Se la nostra Costituzione, come la maggior parte delle costituzioni morderne, tutela la segretezza della corrispondenza, molti Governi guardano con sospetto la cifratura dei file e dei messaggi. Da un lato è comprensibile: due terroristi che vogliano organizzarsi sono agevolati dal fatto che i messaggi siano cifrati ed i servizi di intelligence sarebbero contenti di poter leggere tutto in chiaro.
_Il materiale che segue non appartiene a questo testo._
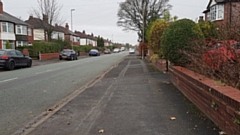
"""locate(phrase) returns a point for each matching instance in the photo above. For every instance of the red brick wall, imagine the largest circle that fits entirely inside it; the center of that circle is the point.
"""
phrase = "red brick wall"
(220, 103)
(31, 38)
(49, 56)
(160, 64)
(0, 44)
Dall’altro, però, si spera che la maggior parte dei messaggi abbia contenuti leciti e non possano dunque essere violati. Non ci vuole un fine costituzionalista per capire che una mail è paragonabile ad una lettera classica, dal punto di vista della tutela, ma le similitudini non sono sempre completamente calzanti. Se il mio vicino di casa viene accoltellato ed un testimone afferma di aver visto entrare in casa mia qualcuno con un coltello in mano, il giudice potrà ordinare di sequestrare tutte le armi da taglio in casa mia per analisi, ma non sequestra le foto di famiglia e il filmino delle vacanze, mentre un captatore informatico prende tutto, poi si dovrà scegliere cosa è pertinente. Se c’è il sospetto che nella mia cassaforte ci siano prove di reato, un fabbro potrà aprirla con relativa facilità, mentre una cifratura robusta potrebbe resistere. Però c’è un’ultima considerazione: se anche la cifratura fosse vietata, data la tendenza di delinquenti e terroristi a non rispettare le norme e dato che non è difficile realizzare un programma di cifratura, non si rischierebbe di far sì che proprio queste categorie siano dotate di strumenti sicuri, mentre i cittadini onesti sarebbero esposti?